My Dad worked hard his entire life, helping to put me and my sisters through college. But a stroke left him paralyzed on one side of his body, unable to speak and barely able to walk let alone continue to work. The insurance company refused to pay for the necessary speech therapy that might have helped my Dad talk again.
So I understood the pain of a woman who attended a town hall meeting hosted by Republican Sen. Tom Coburn of Oklahoma.
As you’ll see in the video she pleads with Coburn to help her husband, who she says suffers from traumatic brain injury. It’s difficult to listen to her words amidst the sobbing, but it is clear that her husband’s insurance company has denied him some type of coverage.
The senator, who is also a physician, tells her, “Yeah, we’ll help. The first thing we’ll see what we can do individually to help you through our office. But the other thing that’s missing in this debate is us, as neighbors, helping people that need our help. The idea that the government is the solution to our problems is an inaccurate, a very inaccurate statement . . . ”
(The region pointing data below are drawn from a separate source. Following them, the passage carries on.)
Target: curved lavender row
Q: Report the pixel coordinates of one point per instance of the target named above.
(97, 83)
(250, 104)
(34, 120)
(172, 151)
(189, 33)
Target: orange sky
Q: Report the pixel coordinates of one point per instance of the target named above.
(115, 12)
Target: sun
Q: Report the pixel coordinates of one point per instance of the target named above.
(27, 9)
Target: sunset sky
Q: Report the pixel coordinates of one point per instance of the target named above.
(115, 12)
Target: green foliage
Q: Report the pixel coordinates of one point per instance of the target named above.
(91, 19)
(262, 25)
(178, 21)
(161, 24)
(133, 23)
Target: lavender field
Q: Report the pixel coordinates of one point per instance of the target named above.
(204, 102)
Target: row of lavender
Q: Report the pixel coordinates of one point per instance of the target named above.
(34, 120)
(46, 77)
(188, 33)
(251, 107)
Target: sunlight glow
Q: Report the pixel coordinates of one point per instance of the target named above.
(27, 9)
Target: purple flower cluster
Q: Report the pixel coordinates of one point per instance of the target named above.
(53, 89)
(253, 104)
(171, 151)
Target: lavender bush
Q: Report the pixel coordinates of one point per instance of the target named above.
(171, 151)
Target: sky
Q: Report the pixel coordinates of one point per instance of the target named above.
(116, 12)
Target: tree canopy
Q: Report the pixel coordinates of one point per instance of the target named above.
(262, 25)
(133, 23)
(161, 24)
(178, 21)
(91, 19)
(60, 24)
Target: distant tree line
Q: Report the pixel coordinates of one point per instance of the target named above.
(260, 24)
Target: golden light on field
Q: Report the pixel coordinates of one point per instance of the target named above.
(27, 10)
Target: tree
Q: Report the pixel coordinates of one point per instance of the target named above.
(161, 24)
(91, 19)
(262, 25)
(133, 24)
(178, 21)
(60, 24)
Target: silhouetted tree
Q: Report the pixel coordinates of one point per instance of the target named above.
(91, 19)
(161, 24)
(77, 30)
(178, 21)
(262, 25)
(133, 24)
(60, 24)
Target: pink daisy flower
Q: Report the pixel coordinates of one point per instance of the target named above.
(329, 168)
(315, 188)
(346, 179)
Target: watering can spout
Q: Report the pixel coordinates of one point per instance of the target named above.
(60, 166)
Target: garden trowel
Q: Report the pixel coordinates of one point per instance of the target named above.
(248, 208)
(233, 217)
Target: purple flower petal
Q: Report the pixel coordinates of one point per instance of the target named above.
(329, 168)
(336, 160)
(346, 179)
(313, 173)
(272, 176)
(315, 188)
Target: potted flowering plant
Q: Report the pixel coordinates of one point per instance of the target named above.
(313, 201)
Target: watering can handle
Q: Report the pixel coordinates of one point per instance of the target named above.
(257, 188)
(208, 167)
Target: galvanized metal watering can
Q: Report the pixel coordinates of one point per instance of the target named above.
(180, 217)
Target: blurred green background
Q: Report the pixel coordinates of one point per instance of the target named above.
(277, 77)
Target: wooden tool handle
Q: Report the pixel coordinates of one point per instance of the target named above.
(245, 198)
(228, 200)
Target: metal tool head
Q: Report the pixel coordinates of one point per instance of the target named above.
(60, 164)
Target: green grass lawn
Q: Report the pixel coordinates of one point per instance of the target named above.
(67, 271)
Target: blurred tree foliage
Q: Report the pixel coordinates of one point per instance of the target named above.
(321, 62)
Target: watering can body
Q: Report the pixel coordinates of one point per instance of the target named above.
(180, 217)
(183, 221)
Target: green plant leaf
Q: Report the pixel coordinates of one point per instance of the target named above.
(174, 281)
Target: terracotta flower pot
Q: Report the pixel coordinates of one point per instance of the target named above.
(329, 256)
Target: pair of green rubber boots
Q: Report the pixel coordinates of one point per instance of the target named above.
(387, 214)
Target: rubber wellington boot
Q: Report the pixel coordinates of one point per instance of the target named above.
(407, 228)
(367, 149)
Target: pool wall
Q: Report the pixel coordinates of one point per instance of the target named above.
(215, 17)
So he both told her that the government isn’t the answer and invited her to his government office. That’s confusing enough, but what’s more perplexing is that Coburn seems to be telling the woman to go beg her neighbors for help.
Neighbors might be able to bring that weeping woman a casserole or maybe even press a few dollars into her hand. But neighbors most likely wouldn’t be able to provide her husband with the proper rehabilitation, no more than I could have given to my Dad. And why presume that the neighbors are in a better position than she is? Nearly 50 million American citizens don’t have health insurance. Sixty-two percent of all bankruptcies filed in 2007 were linked to medical expenses, according to a nationwide study released in June by the American Journal of Medicine. One aspect of the health debate that is under-discussed has been how the people who seem fine with the status quo actually are carrying an unseen load — they’re paying for the doctor and hospital visits of the people who don’t have insurance. It’s not some faceless corporation, or some accounting write-off but dollars out of the pockets of regular working families. According to a Families USA report released earlier this summer, a regular family with health insurance pays an additional $1,000 annually in premiums to recompense for health care for those without coverage. An individual with private coverage also pays an additional $370 a year. The experts who study the system call it cost-shifting. All the uninsured sick people need to know is that they won’t be turned away from the emergency room; all the working insurance card-carrying population may know, or at least think about, is that their out-of-pocket costs are going up. People are drowning under mounting health care costs and a faltering economy. Is it the government’s job to make things better?